范瑶芳不知道对方是怎么认出自己的,狐疑道:“你是如何知晓的?难不成是玉策哥跟你提起过我?”想到这里,她面上浮起两朵红云。
江濯锦摇摇头:“你与范婶子容貌颇为相似。”
话音落,范瑶芳了双颊上的红霞迅速扩散,蔓延至全身,整个人如同一只烧熟了的虾子,连脖颈都通红的。她面色又青又白,哆嗦着嘴唇半天说不出话。
范瑶芳从小到大最讨厌听到的一句话就是,你跟你娘长得真像。
她并不嫌弃她娘。
只是,凭心而论,她娘长得实在不算好看。
她不想要同样的脸。
江濯锦不明白她为何突然变了脸色,只得问道:“可是范婶子准备做饭了,唤我过去?”
范瑶芳深吸几口气,平稳住翻腾的心绪,扯出一个虚假的笑容,咬牙切齿道:“是呢,我娘正等着呢,咱们快过去吧。”
江濯锦点点头,掩上房门,跟在她身后。
两个人没有走角门,范瑶芳带着她穿过月洞门进了油铺。
西院和东院一样,都是由原本的一个大开间,中间砌堵墙,分隔成两个独立的小房间。和她与宋玉策屋子之间完全被隔断不同,西院的隔断上还挖了个狭小的门,连通着宋林的卧房和用来做生意的油铺门面。
油铺正门朝南,临街而开,每日迎来送往,络绎不绝。与正门相对的北面墙上亦开了扇门。这扇门比小门稍宽些,可两人并排同行,榨好的油就是经过此门运进铺子。因着不好叫人看见后院的情形,平日里这门都是半掩着。
每日闭店后,宋林都会将南北两扇门从内里插好,然后通过那扇仅容一人通行的小门,进入自己的房间。铺子里有什么动静,他在隔壁能听得一清二楚,若是不小心进了贼,他也能及时反应过来。
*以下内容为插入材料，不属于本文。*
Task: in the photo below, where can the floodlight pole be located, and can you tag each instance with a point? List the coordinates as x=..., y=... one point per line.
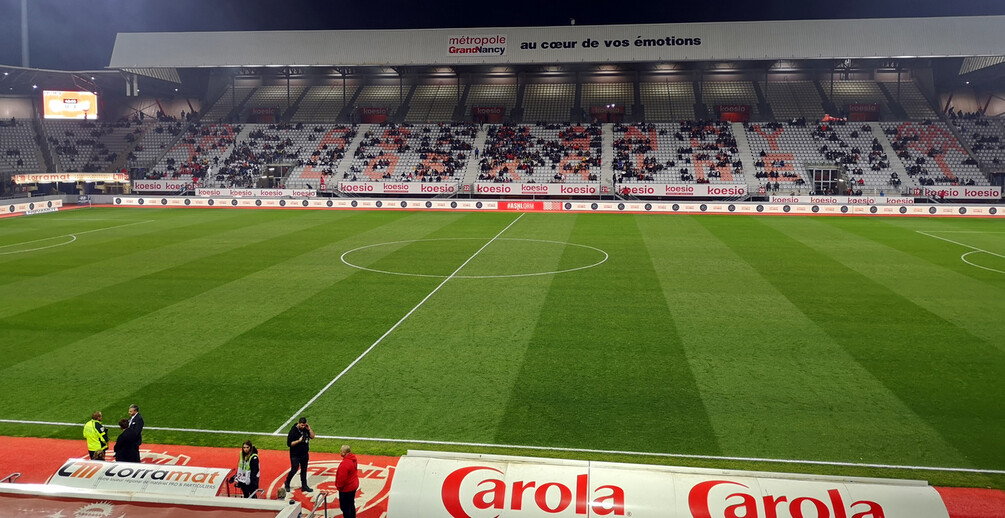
x=24, y=34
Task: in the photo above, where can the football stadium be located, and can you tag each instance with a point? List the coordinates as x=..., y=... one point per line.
x=691, y=270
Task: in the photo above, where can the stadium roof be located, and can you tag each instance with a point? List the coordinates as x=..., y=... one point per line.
x=757, y=40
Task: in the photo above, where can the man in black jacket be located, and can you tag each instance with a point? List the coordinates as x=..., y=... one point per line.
x=298, y=441
x=136, y=422
x=128, y=445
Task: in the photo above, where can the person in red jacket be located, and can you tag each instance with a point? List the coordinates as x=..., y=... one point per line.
x=347, y=482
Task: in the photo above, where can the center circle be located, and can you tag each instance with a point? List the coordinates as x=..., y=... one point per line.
x=409, y=274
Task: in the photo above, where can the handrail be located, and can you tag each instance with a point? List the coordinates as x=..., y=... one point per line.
x=322, y=501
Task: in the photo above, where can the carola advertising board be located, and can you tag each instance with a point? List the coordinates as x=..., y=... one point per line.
x=459, y=486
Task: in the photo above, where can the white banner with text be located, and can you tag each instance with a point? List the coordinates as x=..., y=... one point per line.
x=141, y=478
x=468, y=486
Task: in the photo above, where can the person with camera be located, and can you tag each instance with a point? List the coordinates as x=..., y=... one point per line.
x=298, y=441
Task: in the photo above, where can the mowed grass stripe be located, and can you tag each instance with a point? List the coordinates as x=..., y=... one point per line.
x=945, y=374
x=447, y=371
x=83, y=268
x=605, y=368
x=50, y=327
x=774, y=383
x=94, y=238
x=905, y=263
x=184, y=336
x=282, y=362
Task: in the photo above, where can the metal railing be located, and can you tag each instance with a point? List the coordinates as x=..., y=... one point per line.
x=320, y=504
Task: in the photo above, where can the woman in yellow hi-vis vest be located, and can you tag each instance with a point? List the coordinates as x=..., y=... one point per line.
x=96, y=437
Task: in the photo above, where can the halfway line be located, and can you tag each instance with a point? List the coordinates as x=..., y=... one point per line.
x=381, y=339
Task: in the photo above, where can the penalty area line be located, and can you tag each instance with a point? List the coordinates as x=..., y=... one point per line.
x=389, y=331
x=555, y=449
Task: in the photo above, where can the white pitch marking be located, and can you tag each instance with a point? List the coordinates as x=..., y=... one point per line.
x=389, y=331
x=974, y=248
x=511, y=276
x=71, y=236
x=551, y=449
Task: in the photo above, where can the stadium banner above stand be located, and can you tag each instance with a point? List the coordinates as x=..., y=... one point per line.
x=537, y=189
x=845, y=200
x=466, y=486
x=257, y=193
x=161, y=185
x=786, y=39
x=690, y=190
x=574, y=205
x=71, y=178
x=963, y=192
x=398, y=187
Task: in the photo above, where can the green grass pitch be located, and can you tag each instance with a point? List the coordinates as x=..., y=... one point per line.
x=839, y=339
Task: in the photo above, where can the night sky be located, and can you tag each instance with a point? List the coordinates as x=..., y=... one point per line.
x=78, y=35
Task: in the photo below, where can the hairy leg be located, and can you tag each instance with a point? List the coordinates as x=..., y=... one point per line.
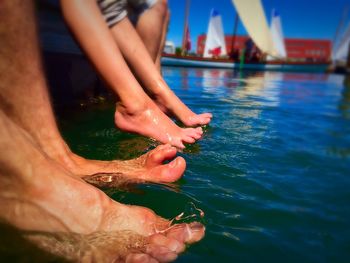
x=24, y=97
x=143, y=66
x=36, y=194
x=137, y=112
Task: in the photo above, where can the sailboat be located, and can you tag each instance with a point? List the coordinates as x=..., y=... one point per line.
x=269, y=40
x=341, y=52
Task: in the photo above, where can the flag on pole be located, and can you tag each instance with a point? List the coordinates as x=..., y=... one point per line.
x=215, y=44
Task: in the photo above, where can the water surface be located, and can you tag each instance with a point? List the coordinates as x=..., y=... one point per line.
x=271, y=173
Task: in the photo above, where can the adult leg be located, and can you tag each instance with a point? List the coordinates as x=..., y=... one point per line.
x=136, y=112
x=140, y=61
x=36, y=194
x=24, y=94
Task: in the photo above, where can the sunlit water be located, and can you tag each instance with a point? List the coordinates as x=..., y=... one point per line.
x=272, y=172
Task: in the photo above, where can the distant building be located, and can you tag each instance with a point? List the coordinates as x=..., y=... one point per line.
x=169, y=47
x=297, y=49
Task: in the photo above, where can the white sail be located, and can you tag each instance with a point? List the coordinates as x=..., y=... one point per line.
x=277, y=34
x=254, y=20
x=215, y=42
x=341, y=51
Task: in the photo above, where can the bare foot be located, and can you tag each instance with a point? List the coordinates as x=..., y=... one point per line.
x=170, y=103
x=36, y=194
x=148, y=167
x=152, y=122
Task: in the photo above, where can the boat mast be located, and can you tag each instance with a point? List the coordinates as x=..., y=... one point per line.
x=184, y=38
x=234, y=34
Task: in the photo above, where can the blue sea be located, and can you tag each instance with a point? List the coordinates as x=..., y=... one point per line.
x=271, y=173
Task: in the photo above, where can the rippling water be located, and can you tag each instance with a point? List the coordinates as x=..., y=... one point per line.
x=271, y=173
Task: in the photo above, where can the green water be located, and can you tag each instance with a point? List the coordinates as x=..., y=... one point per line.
x=272, y=172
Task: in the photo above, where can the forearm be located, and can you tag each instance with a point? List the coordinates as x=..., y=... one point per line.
x=92, y=32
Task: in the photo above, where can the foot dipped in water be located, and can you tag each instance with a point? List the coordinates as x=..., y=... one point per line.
x=38, y=195
x=170, y=103
x=151, y=122
x=148, y=167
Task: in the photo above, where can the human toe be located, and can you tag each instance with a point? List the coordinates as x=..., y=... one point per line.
x=187, y=233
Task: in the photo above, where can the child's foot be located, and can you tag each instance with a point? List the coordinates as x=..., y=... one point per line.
x=170, y=103
x=153, y=123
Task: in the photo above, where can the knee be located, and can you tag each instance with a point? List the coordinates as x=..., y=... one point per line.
x=161, y=7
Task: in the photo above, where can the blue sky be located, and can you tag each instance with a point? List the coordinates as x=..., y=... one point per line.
x=300, y=18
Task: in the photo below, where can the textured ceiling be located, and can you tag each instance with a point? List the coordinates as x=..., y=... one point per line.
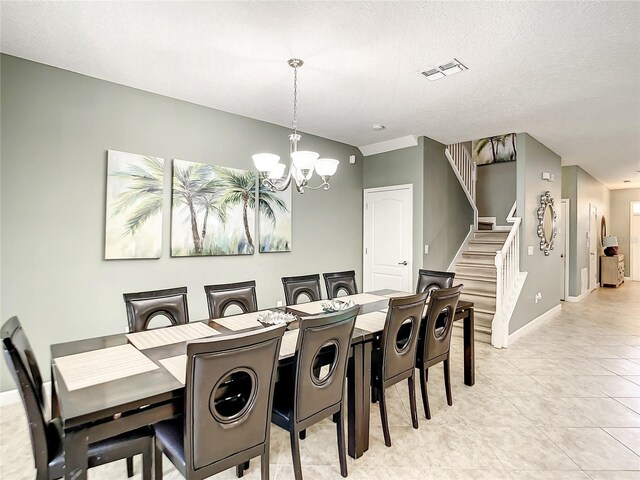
x=567, y=73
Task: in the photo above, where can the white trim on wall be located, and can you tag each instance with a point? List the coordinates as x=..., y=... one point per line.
x=533, y=324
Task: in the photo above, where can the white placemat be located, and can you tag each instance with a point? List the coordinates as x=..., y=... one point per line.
x=168, y=335
x=289, y=342
x=240, y=322
x=362, y=298
x=371, y=322
x=398, y=294
x=86, y=369
x=177, y=366
x=311, y=308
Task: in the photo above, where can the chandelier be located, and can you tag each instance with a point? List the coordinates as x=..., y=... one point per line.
x=303, y=162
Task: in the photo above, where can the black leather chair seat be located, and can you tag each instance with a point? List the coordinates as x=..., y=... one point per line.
x=104, y=451
x=281, y=410
x=170, y=437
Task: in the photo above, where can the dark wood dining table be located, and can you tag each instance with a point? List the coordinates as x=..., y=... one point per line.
x=101, y=411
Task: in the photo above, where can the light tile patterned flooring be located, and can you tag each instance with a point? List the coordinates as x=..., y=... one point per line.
x=561, y=403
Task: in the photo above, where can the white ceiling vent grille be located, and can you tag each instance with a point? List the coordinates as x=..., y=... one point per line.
x=444, y=70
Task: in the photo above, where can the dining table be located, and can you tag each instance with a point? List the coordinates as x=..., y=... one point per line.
x=105, y=386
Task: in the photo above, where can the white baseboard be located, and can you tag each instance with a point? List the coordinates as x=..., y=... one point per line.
x=533, y=324
x=11, y=397
x=579, y=298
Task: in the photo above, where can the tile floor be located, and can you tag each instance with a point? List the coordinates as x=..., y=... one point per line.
x=561, y=403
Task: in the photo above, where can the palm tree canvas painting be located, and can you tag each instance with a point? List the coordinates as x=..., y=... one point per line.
x=133, y=227
x=274, y=219
x=213, y=210
x=500, y=148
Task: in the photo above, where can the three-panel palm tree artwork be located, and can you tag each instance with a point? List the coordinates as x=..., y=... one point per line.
x=213, y=210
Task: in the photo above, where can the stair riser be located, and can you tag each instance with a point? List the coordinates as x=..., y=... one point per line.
x=485, y=247
x=493, y=235
x=480, y=259
x=472, y=286
x=484, y=320
x=489, y=271
x=483, y=303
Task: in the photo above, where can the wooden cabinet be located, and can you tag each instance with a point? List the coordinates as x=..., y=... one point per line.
x=612, y=270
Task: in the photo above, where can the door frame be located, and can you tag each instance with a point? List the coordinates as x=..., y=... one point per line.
x=593, y=275
x=566, y=225
x=366, y=191
x=633, y=252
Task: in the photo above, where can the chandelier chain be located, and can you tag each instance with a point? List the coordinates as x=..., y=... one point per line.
x=295, y=99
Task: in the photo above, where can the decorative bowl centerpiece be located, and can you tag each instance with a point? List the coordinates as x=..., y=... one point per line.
x=336, y=305
x=276, y=317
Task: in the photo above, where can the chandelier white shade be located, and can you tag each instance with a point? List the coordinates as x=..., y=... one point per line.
x=302, y=162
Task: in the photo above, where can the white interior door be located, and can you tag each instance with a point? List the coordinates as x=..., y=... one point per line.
x=388, y=238
x=593, y=246
x=564, y=236
x=634, y=242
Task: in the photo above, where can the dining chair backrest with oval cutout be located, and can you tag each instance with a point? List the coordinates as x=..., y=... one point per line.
x=227, y=295
x=143, y=307
x=316, y=390
x=301, y=286
x=337, y=282
x=230, y=382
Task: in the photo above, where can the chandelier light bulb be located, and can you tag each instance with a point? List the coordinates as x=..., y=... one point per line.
x=276, y=172
x=265, y=162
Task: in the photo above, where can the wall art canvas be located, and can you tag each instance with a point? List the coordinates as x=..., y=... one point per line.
x=274, y=220
x=501, y=148
x=133, y=227
x=213, y=210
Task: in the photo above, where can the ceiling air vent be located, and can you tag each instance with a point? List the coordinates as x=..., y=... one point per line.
x=444, y=70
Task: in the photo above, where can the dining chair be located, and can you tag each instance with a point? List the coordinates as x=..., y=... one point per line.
x=241, y=294
x=319, y=373
x=337, y=282
x=46, y=437
x=394, y=360
x=435, y=339
x=142, y=307
x=430, y=280
x=229, y=388
x=307, y=285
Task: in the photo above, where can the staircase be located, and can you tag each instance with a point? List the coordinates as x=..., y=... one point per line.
x=476, y=269
x=488, y=261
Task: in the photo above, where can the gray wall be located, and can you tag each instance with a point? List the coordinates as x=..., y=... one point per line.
x=56, y=129
x=447, y=212
x=619, y=219
x=496, y=190
x=582, y=190
x=544, y=272
x=400, y=167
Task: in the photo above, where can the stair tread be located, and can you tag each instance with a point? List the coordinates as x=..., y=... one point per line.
x=483, y=240
x=482, y=310
x=475, y=278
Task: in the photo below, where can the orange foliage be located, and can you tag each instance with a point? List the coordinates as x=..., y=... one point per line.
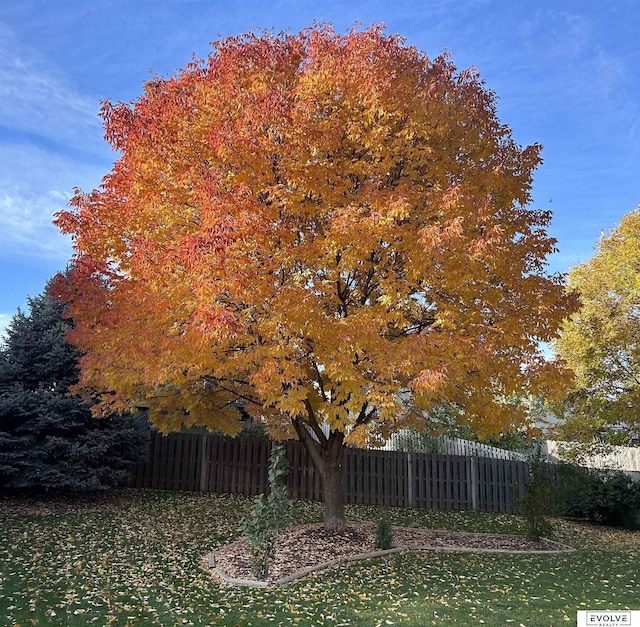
x=329, y=226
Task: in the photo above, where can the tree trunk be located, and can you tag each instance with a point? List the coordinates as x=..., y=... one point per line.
x=327, y=455
x=332, y=474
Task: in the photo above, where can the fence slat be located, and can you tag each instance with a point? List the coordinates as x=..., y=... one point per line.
x=209, y=463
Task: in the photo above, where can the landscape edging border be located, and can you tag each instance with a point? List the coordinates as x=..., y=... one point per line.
x=409, y=548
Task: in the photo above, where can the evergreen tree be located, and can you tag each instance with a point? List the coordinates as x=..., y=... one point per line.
x=48, y=438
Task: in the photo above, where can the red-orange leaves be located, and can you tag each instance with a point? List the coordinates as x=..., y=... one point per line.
x=316, y=223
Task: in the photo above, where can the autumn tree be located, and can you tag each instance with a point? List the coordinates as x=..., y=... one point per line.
x=332, y=228
x=601, y=342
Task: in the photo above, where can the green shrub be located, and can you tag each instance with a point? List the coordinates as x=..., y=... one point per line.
x=608, y=497
x=535, y=503
x=384, y=535
x=269, y=515
x=254, y=430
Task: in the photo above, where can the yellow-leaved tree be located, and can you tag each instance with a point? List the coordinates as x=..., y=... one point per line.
x=332, y=228
x=601, y=342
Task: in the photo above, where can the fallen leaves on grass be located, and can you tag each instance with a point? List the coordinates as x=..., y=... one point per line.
x=141, y=566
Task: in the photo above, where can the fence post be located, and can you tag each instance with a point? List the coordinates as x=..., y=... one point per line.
x=473, y=480
x=411, y=498
x=204, y=466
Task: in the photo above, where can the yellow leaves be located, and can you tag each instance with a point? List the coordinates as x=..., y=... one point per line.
x=598, y=342
x=313, y=219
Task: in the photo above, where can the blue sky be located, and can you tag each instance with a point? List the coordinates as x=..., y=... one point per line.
x=565, y=72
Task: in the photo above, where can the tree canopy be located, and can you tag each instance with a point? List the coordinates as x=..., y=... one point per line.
x=48, y=438
x=333, y=228
x=601, y=342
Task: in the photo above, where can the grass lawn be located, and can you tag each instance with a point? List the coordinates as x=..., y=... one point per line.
x=139, y=565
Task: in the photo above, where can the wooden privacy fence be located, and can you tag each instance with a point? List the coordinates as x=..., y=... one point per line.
x=208, y=463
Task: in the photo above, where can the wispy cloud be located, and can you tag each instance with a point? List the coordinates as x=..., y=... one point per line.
x=37, y=100
x=34, y=184
x=4, y=321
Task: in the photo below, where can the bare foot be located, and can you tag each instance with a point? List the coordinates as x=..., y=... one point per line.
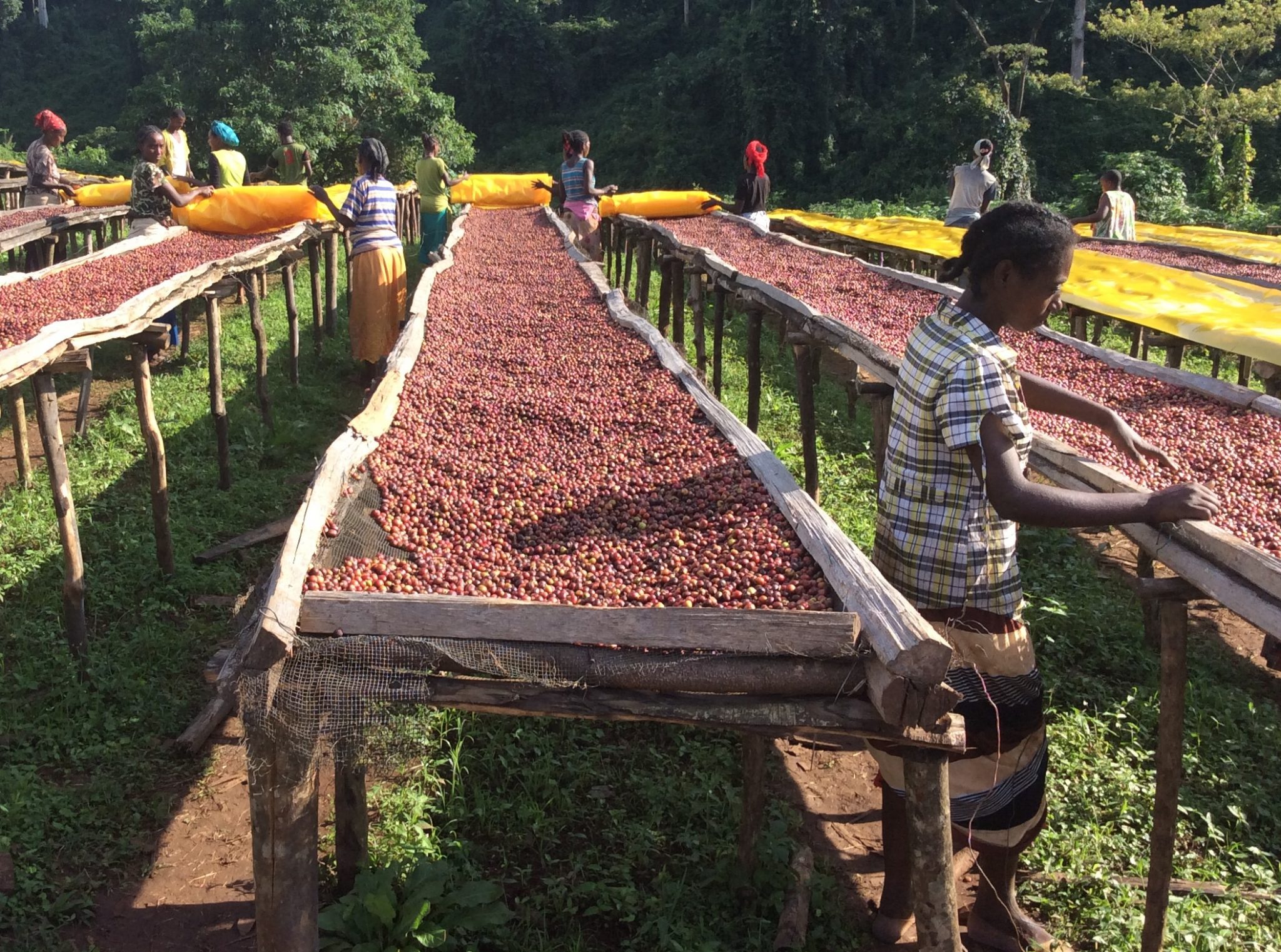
x=1015, y=932
x=891, y=931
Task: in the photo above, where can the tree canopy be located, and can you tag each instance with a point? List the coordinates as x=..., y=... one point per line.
x=865, y=99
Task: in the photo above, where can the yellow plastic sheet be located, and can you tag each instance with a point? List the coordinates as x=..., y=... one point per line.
x=502, y=191
x=1255, y=248
x=255, y=209
x=655, y=204
x=1215, y=311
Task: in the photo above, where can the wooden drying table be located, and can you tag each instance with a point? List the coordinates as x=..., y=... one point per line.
x=54, y=239
x=924, y=263
x=898, y=669
x=63, y=347
x=1211, y=563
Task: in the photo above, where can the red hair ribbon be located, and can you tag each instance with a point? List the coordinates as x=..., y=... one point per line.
x=46, y=121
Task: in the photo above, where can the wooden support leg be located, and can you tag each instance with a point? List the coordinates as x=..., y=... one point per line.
x=17, y=409
x=678, y=304
x=665, y=295
x=291, y=310
x=1170, y=760
x=696, y=286
x=64, y=507
x=881, y=431
x=316, y=321
x=754, y=369
x=628, y=251
x=155, y=458
x=331, y=285
x=185, y=330
x=217, y=405
x=283, y=815
x=1243, y=369
x=929, y=821
x=255, y=322
x=717, y=338
x=83, y=402
x=754, y=801
x=350, y=824
x=808, y=369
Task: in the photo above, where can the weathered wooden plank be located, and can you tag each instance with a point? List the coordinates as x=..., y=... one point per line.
x=762, y=632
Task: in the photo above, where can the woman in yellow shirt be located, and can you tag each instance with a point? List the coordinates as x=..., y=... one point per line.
x=433, y=189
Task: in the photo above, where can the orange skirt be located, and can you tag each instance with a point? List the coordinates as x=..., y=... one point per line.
x=378, y=295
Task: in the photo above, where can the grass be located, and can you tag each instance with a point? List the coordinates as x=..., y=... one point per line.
x=602, y=836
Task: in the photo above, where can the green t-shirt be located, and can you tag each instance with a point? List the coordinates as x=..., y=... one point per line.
x=291, y=163
x=432, y=176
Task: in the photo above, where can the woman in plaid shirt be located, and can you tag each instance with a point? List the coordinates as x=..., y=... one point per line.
x=951, y=497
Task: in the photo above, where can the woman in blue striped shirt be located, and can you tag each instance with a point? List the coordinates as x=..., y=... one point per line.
x=578, y=193
x=377, y=258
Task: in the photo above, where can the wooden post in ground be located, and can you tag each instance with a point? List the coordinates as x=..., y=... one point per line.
x=1172, y=614
x=1243, y=369
x=255, y=322
x=929, y=822
x=350, y=824
x=700, y=308
x=806, y=359
x=316, y=321
x=717, y=337
x=283, y=815
x=628, y=250
x=754, y=801
x=754, y=369
x=665, y=294
x=17, y=409
x=155, y=458
x=217, y=405
x=64, y=507
x=645, y=267
x=291, y=310
x=678, y=303
x=331, y=283
x=185, y=327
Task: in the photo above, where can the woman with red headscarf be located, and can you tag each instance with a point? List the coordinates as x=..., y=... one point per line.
x=752, y=193
x=45, y=183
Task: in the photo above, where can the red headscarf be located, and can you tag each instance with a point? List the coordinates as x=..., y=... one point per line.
x=48, y=122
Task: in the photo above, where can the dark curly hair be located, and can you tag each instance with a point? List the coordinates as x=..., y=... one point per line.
x=1028, y=235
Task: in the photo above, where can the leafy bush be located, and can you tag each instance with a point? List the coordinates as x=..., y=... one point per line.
x=1156, y=182
x=387, y=910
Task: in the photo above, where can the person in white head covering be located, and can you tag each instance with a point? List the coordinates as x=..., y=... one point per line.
x=973, y=188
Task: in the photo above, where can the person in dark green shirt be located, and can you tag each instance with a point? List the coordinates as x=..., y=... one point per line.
x=433, y=189
x=291, y=162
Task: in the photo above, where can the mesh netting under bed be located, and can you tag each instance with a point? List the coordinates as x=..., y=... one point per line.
x=345, y=695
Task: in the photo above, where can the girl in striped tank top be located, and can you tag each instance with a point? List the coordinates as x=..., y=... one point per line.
x=378, y=288
x=578, y=193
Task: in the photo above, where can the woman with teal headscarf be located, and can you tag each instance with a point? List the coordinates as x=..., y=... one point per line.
x=227, y=167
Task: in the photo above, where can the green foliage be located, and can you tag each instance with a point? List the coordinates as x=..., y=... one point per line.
x=1239, y=175
x=1156, y=182
x=408, y=910
x=1206, y=83
x=341, y=69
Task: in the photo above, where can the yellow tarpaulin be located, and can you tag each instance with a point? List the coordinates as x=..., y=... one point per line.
x=655, y=204
x=255, y=209
x=1255, y=248
x=1215, y=311
x=502, y=191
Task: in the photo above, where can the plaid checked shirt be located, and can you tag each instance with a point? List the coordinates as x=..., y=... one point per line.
x=938, y=539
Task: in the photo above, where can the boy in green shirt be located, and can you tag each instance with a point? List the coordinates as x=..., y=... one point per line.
x=292, y=161
x=433, y=189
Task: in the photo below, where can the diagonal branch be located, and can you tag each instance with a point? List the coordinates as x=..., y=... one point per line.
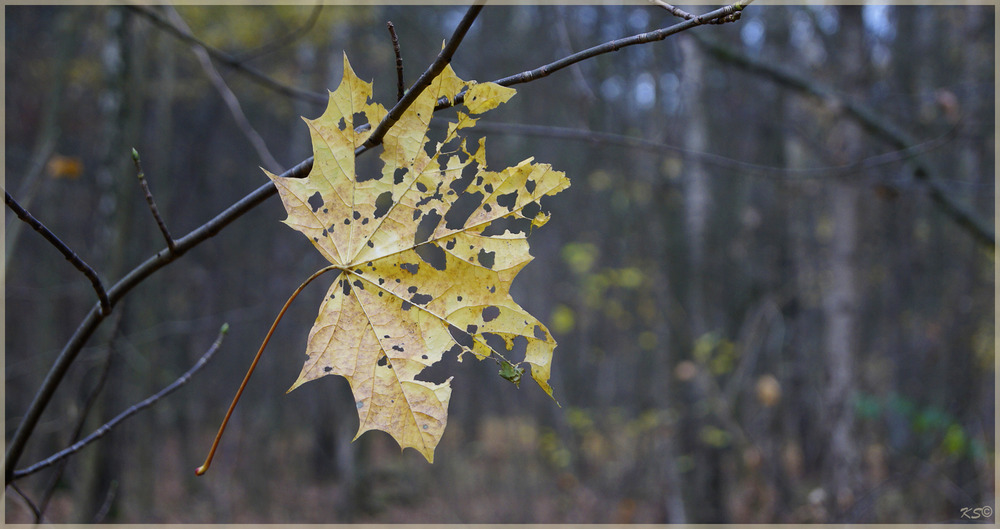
x=70, y=255
x=608, y=47
x=961, y=213
x=132, y=410
x=137, y=275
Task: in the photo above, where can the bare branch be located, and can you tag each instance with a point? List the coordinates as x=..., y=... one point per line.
x=424, y=80
x=152, y=204
x=227, y=96
x=70, y=255
x=132, y=410
x=677, y=12
x=400, y=88
x=88, y=404
x=962, y=214
x=607, y=47
x=93, y=319
x=229, y=60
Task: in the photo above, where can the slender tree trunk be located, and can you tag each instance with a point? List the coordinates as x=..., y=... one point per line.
x=840, y=297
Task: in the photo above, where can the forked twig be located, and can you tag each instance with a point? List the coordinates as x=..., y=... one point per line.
x=424, y=80
x=132, y=410
x=69, y=254
x=152, y=204
x=137, y=275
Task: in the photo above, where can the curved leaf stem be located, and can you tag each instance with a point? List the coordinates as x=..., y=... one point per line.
x=253, y=365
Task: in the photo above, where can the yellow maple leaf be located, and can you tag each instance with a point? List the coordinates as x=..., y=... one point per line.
x=426, y=250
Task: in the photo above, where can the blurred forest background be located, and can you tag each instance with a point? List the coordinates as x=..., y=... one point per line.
x=766, y=308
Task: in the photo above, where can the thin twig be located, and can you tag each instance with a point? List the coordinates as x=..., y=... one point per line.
x=232, y=103
x=677, y=12
x=229, y=60
x=70, y=255
x=424, y=80
x=132, y=410
x=152, y=204
x=962, y=214
x=607, y=47
x=137, y=275
x=281, y=42
x=400, y=88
油铺比着江濯锦的卧房小一些,索性东西放的不多,倒也显得利落。西边放着几个大油桶并一些油罐子;东边摆着个柜台,柜台上放着账本和算盘,宋玉策正站在柜台里面算账。
范瑶芳见着宋玉策,脸上又露出灿烂的笑容,小跑几步站到柜台前,娇声道:“玉策哥,你方才去哪里了?到处都找不见你人。”
“爹打发我去买东西了,刚刚回来。”宋玉策笑着解释,瞥到一旁的江濯锦,问她:“可是范婶子要你过去?”
江濯锦朝他垂首施礼:“是。”
宋玉策有心说让她不必如此多礼,但此处人多眼杂,实在不好开口。
见宋玉策光顾着和江濯锦说话,范瑶芳心有不悦,正想使小性子,忽地想起她娘嘱咐她的话。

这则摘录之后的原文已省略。